But this won't cover all synonyms like the "gmail"-example.
Which other options do I have? Maybe something based on the given data and logged search phrases of the past?
You have to think of it ignoring the language.
When you show a baby the same thing using two words, he understand that those words are synonym. He might not have understood perfectly, but he will learn when this is repeated.
You type "problem with gmail".
Two choices:
Your search give results: you click on one item.
The system identify that this item was already clicked before when searching for "google mail bug". That's a match, and we will call it a "relative search".
Your search give poor results:
We will search in our history for a matching search:
We propose : "do you mean trouble with yahoo mail? yes/no". You click no, that's a "no match". And we might propose others suggestions like a list of known "relative search" or a list of might be related playing with both full text search in our history and levenshtein distance.
When a term is sufficiently scored to be considered as a "synonym", you can consider it is. Algorithm might be wrong, but in fact it depends on what you really expect.
If i search "sending a message is difficult with google", and "gmail issue", nothing is synonym, but search are relatively the same. This is more important to me than true synonyms.
And if you really want to get the synonym, i would do it in a second phase comparing words inside "relative searches" and would include a manual check.
I think google algorithm use synonym mainly to highlight search terms in page result, but not to do an actual search where they use the relative search terms, except in known situations, as the result for "gmail" and "google mail" are not the same.
But if you identify 10 relative searches for "gmail" which all contains "google mail", that will be a good start point to guess they are synonyms.
This is a bit long for a comment.
What you are looking for is called a "thesaurus" or "synonyms" list in the world of text searching. Apparently, there is a proposal for such functionality in MySQL. It is not yet implemented. (Here is a related question on Stack Overflow, although the link in the question doesn't seem to work.)
The work-around would be to modify queries before sending them to the database. That is, parse the query into words, then look up all the synonyms for those words, and reconstruct the query. This works better for the natural language searches than the boolean searches (which require more careful reconstruction).
Pseudo-code for getting the final word list with synonyms would be something like:
select #finalwords = concat_ws(' ', group_concat(synonyms separator ' ') )
from synonyms s
where find_in_set(s.baseword, #words) > 0;
Seems to me that you have two problems on your hands:
Lemmatisation, which breaks words down into their lemma, sometimes called the headword or root word. This is more difficult than Stemming, as it doesn't just chop suffixes off of words, but tries to find a true root, e.g. "are" => "be". This is something that is often done programatically, although it appears to be a complex task. Here is an online example of text being lemmatized: http://lemmatise.ijs.si/Services
Searching for synonymous lemmas. This is a very complex problem.
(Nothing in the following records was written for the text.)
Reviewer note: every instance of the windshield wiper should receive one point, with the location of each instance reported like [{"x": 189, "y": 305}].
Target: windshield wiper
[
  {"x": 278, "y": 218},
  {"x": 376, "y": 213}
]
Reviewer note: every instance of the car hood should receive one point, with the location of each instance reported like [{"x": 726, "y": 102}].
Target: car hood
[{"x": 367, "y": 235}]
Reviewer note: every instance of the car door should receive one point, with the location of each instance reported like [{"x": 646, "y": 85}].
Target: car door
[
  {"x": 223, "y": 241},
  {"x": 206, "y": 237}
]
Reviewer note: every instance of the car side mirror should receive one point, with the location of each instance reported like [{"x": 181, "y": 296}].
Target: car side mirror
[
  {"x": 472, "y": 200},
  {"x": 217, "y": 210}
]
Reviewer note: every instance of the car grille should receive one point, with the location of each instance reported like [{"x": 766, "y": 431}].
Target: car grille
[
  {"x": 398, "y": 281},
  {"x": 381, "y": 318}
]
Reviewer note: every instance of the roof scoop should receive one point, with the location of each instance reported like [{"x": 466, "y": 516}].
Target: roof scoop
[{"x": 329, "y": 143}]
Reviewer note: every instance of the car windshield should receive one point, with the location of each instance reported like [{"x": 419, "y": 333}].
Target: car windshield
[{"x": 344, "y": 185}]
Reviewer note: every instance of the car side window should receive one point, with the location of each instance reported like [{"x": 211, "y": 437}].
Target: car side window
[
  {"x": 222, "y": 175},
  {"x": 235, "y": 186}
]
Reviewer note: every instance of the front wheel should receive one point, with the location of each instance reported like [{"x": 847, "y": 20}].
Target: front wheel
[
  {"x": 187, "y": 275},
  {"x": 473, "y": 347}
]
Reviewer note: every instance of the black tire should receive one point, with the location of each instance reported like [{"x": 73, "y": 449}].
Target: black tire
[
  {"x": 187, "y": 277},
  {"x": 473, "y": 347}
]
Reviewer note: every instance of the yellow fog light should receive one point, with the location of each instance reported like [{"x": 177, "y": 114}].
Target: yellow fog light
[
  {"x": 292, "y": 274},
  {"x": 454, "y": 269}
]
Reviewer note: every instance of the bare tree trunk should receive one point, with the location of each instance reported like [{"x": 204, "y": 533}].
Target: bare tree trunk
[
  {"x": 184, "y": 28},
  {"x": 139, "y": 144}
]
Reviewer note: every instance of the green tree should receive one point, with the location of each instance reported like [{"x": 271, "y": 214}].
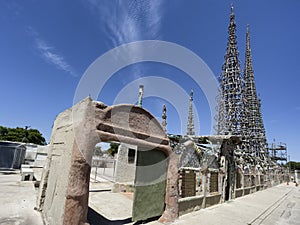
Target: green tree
[
  {"x": 113, "y": 149},
  {"x": 98, "y": 151},
  {"x": 19, "y": 134}
]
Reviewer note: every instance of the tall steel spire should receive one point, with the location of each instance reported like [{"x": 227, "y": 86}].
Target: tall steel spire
[
  {"x": 190, "y": 125},
  {"x": 230, "y": 104},
  {"x": 164, "y": 118}
]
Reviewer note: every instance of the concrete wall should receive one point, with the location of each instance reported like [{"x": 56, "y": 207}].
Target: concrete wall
[{"x": 125, "y": 171}]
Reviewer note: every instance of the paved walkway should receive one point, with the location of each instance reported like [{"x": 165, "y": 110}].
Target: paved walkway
[
  {"x": 18, "y": 199},
  {"x": 278, "y": 205}
]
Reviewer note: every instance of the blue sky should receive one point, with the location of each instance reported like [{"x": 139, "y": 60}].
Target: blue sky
[{"x": 46, "y": 46}]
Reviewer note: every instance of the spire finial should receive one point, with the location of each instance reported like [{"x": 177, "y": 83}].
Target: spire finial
[
  {"x": 141, "y": 94},
  {"x": 191, "y": 94}
]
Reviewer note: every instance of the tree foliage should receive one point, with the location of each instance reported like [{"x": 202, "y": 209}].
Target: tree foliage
[
  {"x": 19, "y": 134},
  {"x": 113, "y": 149},
  {"x": 98, "y": 151}
]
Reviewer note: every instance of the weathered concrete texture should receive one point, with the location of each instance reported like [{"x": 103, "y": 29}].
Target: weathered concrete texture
[
  {"x": 150, "y": 184},
  {"x": 125, "y": 170},
  {"x": 64, "y": 188},
  {"x": 63, "y": 194}
]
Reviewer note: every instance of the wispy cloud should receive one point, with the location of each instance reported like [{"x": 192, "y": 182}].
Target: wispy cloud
[
  {"x": 129, "y": 21},
  {"x": 47, "y": 52}
]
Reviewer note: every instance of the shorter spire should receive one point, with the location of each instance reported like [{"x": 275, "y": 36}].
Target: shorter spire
[{"x": 190, "y": 125}]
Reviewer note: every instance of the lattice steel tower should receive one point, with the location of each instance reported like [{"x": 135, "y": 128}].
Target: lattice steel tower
[
  {"x": 230, "y": 96},
  {"x": 254, "y": 130},
  {"x": 190, "y": 126}
]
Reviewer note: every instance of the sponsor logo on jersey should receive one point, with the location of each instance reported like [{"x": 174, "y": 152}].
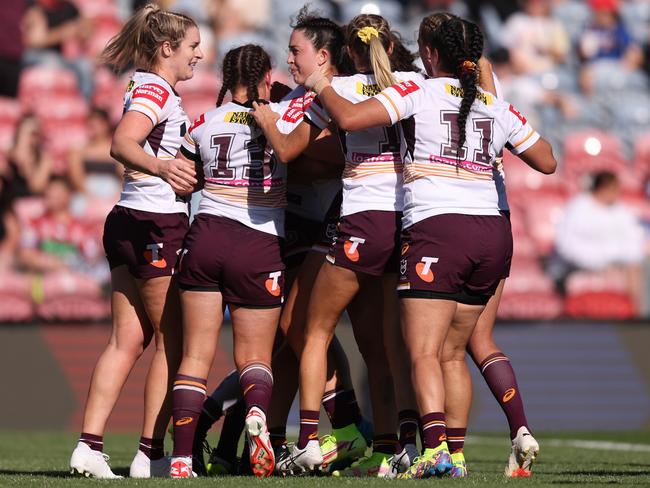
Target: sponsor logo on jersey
[
  {"x": 197, "y": 122},
  {"x": 423, "y": 268},
  {"x": 406, "y": 87},
  {"x": 243, "y": 118},
  {"x": 456, "y": 91},
  {"x": 367, "y": 90},
  {"x": 351, "y": 248},
  {"x": 273, "y": 284},
  {"x": 508, "y": 395},
  {"x": 403, "y": 268},
  {"x": 151, "y": 255},
  {"x": 153, "y": 92},
  {"x": 518, "y": 114}
]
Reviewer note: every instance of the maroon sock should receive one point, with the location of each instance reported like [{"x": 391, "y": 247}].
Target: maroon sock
[
  {"x": 188, "y": 395},
  {"x": 308, "y": 427},
  {"x": 152, "y": 448},
  {"x": 433, "y": 429},
  {"x": 456, "y": 439},
  {"x": 278, "y": 435},
  {"x": 385, "y": 443},
  {"x": 500, "y": 377},
  {"x": 256, "y": 382},
  {"x": 408, "y": 427},
  {"x": 341, "y": 408},
  {"x": 95, "y": 442}
]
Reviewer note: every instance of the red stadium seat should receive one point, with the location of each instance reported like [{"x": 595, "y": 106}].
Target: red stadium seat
[
  {"x": 599, "y": 295},
  {"x": 39, "y": 83},
  {"x": 542, "y": 211}
]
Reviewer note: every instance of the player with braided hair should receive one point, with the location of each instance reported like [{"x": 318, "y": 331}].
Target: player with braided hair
[
  {"x": 366, "y": 248},
  {"x": 456, "y": 245},
  {"x": 231, "y": 256}
]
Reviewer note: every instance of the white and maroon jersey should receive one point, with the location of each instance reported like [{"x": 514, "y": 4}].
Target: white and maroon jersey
[
  {"x": 441, "y": 178},
  {"x": 243, "y": 179},
  {"x": 308, "y": 200},
  {"x": 374, "y": 158},
  {"x": 152, "y": 96}
]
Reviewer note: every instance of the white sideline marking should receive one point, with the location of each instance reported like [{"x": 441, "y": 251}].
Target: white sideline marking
[{"x": 598, "y": 445}]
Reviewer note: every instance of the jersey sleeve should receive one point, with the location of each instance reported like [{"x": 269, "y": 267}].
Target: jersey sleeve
[
  {"x": 521, "y": 135},
  {"x": 400, "y": 100},
  {"x": 190, "y": 146},
  {"x": 153, "y": 100},
  {"x": 316, "y": 114}
]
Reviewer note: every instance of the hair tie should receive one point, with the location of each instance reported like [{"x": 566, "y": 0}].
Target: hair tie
[
  {"x": 468, "y": 65},
  {"x": 367, "y": 33}
]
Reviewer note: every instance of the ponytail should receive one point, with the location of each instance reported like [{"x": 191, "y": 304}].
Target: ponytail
[{"x": 138, "y": 42}]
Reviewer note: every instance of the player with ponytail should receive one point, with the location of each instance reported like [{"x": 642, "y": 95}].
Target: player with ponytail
[
  {"x": 143, "y": 234},
  {"x": 456, "y": 244}
]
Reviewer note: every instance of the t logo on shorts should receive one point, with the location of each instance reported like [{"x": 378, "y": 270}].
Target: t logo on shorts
[
  {"x": 151, "y": 255},
  {"x": 423, "y": 268},
  {"x": 350, "y": 246},
  {"x": 273, "y": 283}
]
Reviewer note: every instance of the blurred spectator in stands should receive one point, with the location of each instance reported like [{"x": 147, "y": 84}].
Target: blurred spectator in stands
[
  {"x": 57, "y": 240},
  {"x": 537, "y": 42},
  {"x": 29, "y": 166},
  {"x": 47, "y": 26},
  {"x": 596, "y": 232},
  {"x": 91, "y": 168},
  {"x": 11, "y": 46},
  {"x": 606, "y": 41},
  {"x": 9, "y": 229}
]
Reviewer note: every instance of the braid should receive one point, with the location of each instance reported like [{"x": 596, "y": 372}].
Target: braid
[
  {"x": 244, "y": 66},
  {"x": 459, "y": 41}
]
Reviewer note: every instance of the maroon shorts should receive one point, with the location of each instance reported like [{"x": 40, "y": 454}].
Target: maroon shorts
[
  {"x": 244, "y": 264},
  {"x": 300, "y": 235},
  {"x": 368, "y": 242},
  {"x": 455, "y": 257},
  {"x": 147, "y": 242},
  {"x": 327, "y": 234}
]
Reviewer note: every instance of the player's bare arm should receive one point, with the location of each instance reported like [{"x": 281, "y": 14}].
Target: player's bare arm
[{"x": 126, "y": 147}]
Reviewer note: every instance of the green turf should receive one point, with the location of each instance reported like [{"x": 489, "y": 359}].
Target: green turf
[{"x": 40, "y": 459}]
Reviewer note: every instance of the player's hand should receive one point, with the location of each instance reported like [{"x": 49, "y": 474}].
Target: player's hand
[
  {"x": 279, "y": 91},
  {"x": 318, "y": 80},
  {"x": 263, "y": 115},
  {"x": 179, "y": 173}
]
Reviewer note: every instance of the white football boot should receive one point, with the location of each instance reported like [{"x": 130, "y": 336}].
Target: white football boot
[
  {"x": 87, "y": 462},
  {"x": 301, "y": 461},
  {"x": 143, "y": 467},
  {"x": 524, "y": 452}
]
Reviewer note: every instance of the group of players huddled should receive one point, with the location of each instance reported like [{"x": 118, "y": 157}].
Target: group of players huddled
[{"x": 372, "y": 188}]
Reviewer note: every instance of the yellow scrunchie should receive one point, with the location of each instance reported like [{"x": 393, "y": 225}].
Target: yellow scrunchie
[{"x": 367, "y": 33}]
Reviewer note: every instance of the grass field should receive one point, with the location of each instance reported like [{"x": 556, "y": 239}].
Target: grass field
[{"x": 578, "y": 459}]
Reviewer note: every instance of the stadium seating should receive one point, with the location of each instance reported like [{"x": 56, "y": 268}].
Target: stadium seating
[{"x": 599, "y": 295}]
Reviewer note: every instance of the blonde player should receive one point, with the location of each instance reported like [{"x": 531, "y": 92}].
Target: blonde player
[
  {"x": 143, "y": 235},
  {"x": 455, "y": 244}
]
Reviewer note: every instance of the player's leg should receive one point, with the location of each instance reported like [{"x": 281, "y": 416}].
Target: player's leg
[
  {"x": 130, "y": 334},
  {"x": 425, "y": 324},
  {"x": 458, "y": 383},
  {"x": 400, "y": 366},
  {"x": 500, "y": 377},
  {"x": 254, "y": 333},
  {"x": 162, "y": 303},
  {"x": 366, "y": 315},
  {"x": 339, "y": 285},
  {"x": 202, "y": 318}
]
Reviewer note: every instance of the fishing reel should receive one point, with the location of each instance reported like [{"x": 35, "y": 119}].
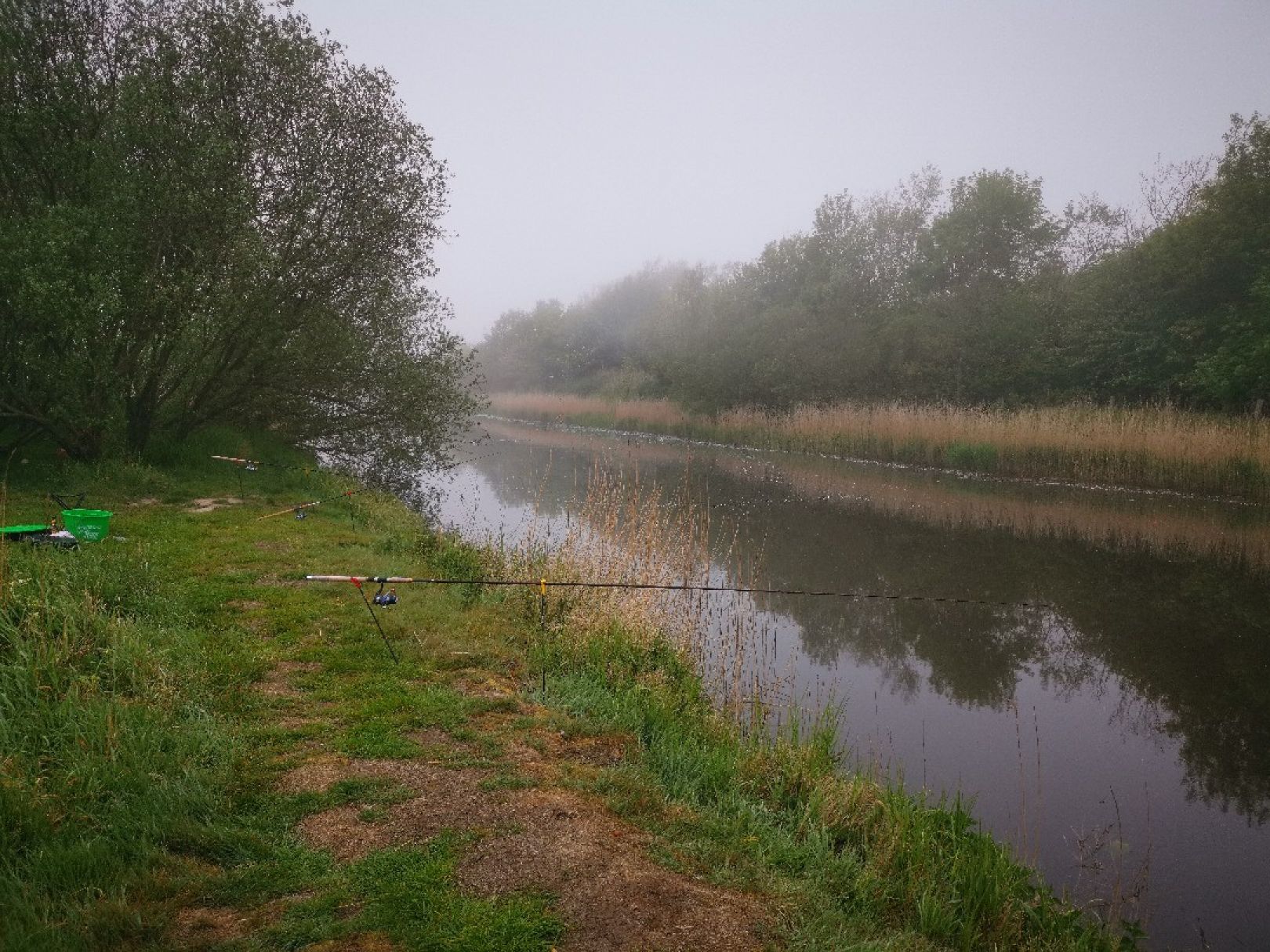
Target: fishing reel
[{"x": 385, "y": 598}]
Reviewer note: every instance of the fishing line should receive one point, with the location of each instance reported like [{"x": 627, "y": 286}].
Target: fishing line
[
  {"x": 375, "y": 617},
  {"x": 667, "y": 587},
  {"x": 348, "y": 493},
  {"x": 249, "y": 465}
]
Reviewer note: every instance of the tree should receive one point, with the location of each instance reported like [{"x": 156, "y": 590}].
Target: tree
[{"x": 211, "y": 216}]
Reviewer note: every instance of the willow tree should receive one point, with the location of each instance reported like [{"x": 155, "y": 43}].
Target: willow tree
[{"x": 210, "y": 215}]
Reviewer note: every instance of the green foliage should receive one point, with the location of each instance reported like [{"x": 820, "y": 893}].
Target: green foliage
[
  {"x": 981, "y": 458},
  {"x": 972, "y": 295},
  {"x": 210, "y": 216}
]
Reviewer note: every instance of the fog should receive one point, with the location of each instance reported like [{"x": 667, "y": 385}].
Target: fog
[{"x": 587, "y": 139}]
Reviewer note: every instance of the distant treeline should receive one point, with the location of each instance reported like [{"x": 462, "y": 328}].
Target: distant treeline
[{"x": 969, "y": 294}]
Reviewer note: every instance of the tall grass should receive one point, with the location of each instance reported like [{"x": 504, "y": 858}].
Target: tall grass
[
  {"x": 690, "y": 677},
  {"x": 1152, "y": 447},
  {"x": 107, "y": 751}
]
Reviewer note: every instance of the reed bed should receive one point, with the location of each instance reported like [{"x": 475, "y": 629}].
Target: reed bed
[
  {"x": 1151, "y": 447},
  {"x": 624, "y": 532},
  {"x": 866, "y": 857}
]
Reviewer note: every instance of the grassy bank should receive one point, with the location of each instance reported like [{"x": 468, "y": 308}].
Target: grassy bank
[
  {"x": 1139, "y": 447},
  {"x": 201, "y": 751}
]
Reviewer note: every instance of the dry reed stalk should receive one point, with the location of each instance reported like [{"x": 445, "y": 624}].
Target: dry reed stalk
[
  {"x": 625, "y": 532},
  {"x": 1155, "y": 446}
]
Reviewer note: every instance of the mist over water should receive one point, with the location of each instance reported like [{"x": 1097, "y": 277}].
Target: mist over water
[{"x": 1119, "y": 738}]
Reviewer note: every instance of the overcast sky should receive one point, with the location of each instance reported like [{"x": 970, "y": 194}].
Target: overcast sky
[{"x": 586, "y": 139}]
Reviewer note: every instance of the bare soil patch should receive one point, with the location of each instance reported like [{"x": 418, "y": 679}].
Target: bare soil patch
[
  {"x": 207, "y": 504},
  {"x": 277, "y": 683},
  {"x": 611, "y": 894},
  {"x": 200, "y": 927},
  {"x": 315, "y": 776},
  {"x": 491, "y": 687},
  {"x": 448, "y": 800},
  {"x": 362, "y": 942}
]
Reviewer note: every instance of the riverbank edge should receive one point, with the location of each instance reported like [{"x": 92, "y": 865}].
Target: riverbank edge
[
  {"x": 122, "y": 858},
  {"x": 1236, "y": 477}
]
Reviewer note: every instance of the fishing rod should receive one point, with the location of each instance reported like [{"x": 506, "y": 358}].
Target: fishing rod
[
  {"x": 250, "y": 465},
  {"x": 300, "y": 509},
  {"x": 542, "y": 585}
]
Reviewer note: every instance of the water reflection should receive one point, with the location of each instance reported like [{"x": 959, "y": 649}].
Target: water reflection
[{"x": 1147, "y": 683}]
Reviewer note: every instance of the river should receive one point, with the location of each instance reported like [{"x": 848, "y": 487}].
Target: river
[{"x": 1118, "y": 738}]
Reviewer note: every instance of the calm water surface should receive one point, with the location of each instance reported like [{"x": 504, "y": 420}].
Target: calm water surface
[{"x": 1119, "y": 739}]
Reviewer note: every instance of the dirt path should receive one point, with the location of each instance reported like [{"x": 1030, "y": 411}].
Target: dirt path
[{"x": 511, "y": 784}]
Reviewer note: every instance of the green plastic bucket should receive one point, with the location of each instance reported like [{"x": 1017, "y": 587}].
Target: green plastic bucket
[{"x": 86, "y": 524}]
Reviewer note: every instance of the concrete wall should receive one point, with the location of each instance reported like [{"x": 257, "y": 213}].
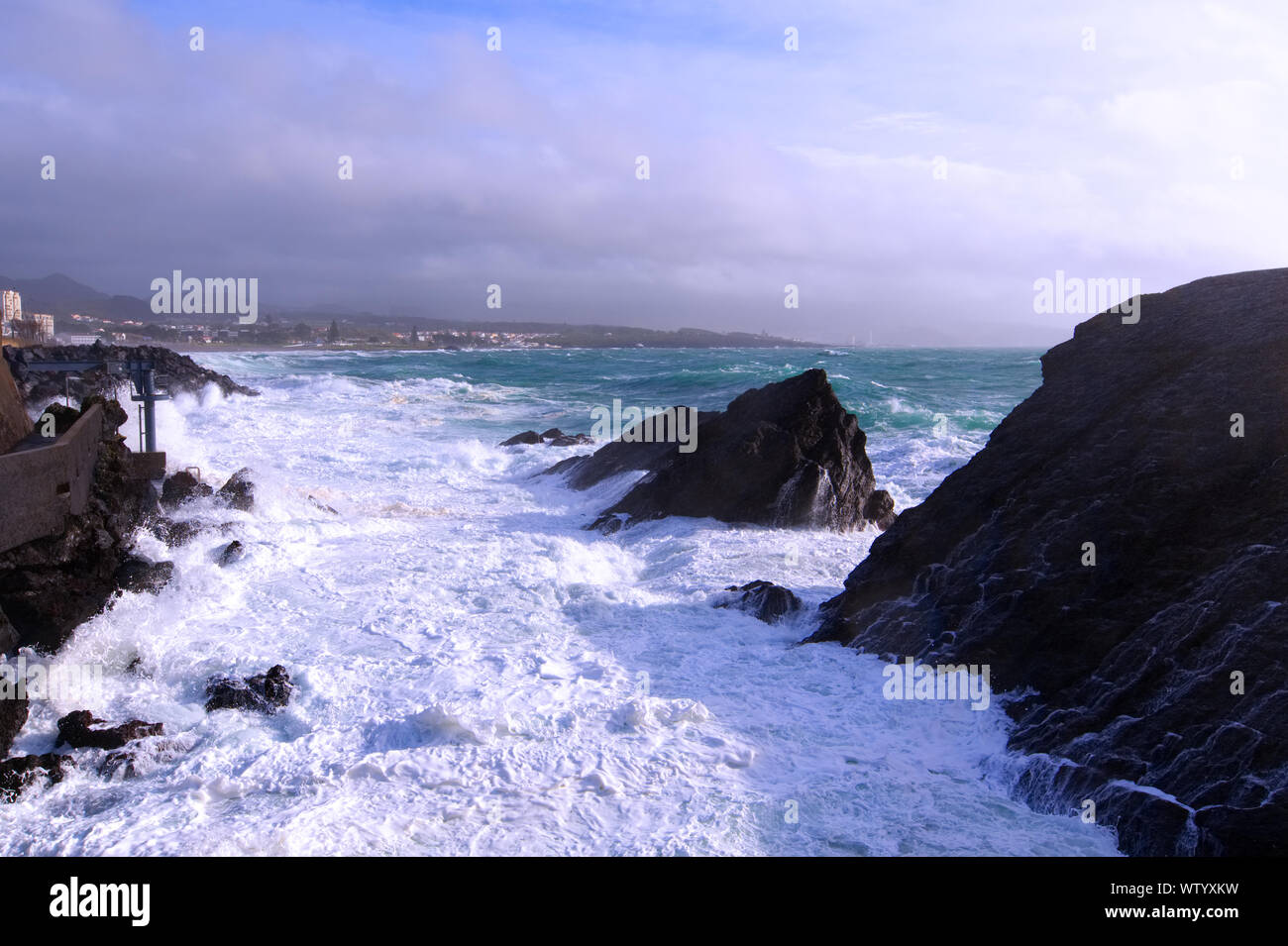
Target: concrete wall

One approach to this that I have heard of is modifying the lemmatisation engine to return more than one lemma for a given set of words, i.e. "problems" => "problem" and "issue", thereby allowing a more flexible set of results. However, this means that the synonymous lemmas must be provided to the lemmatisation engine from elsewhere. I truly have no idea how you would build a list of synonyms programatically.
So, you may consider a strategy whereby you lemmatise the text to be searched for, then pass each lemma out to your synonym finder (however that works) to get a final list of lemmas to perform your search with.
I think you have bitten off a very large problem for yourself.
If the system in question is a publicly accessible website, one 'out there' option is to ensure all content can be crawled by Google and then use a Google search on your own site, which should give you the synonym capability 'for free'. There would obviously be some vagaries in the results though and lag in getting match results for newly created content, depending upon how regularly the crawlers hit the site. Probably not suitable in your use case, but for some people, this may be sufficient.
Seeing your revised question, what about using a public API?
http://www.programmableweb.com/category/reference/apis?category=20066&keyword=synonym

SSRS (inconsistently) replaces special characters with HTML entity codes

Our UI has a few fields which are free-text boxes, generally for the user to added descriptions and comments about an item that other form elements do not cover. The users have entered a variety of things, sometimes including characters, and so far the MSSQL 2008 r2 database has handled it well.
Now, we have added SSRS reports to the application, and some users are finding when the report runs, that special characters are being replaced, by what the users call "garbledygook" by which I can identify as HTML entity codes. A couple specific examples:
As in the UI/DB: "... we need to have R&D evaluate ..."
On the report: "... we need to have R&D evaluate ..."
As in the UI/DB: "I suggest "rapid" utilization of ..."
On the report: "I suggest "rapid" utilization of of ..."
As in the UI/DB: "Updating the savings values.(carriage return)Also revised ..."
On the report: "Updating the savings values.
Also revised ..."
The trouble is with the emphasis on some users. Preliminary indications are that IE8 is among the offenders, but not all IE8 users have seen this, and none of us DEVs can replicate it in any of our environments.
So two questions really, what is the cause? And, what is the solution?
You could HTML decode it in the report. On the report properties references tab you have to add the assembly System.Web. Then you can use the expression:
=System.Web.HttpUtility.HTMLDecode(Fields!MyField.Value)
Bit of an old question, but you can set any given textbox to interpret HTML as styling by modifying the placeholder settings as here https://msdn.microsoft.com/en-us/library/dd207057.aspx
This includes ® character codes, <b></b> and <i></i> for some basics to work with.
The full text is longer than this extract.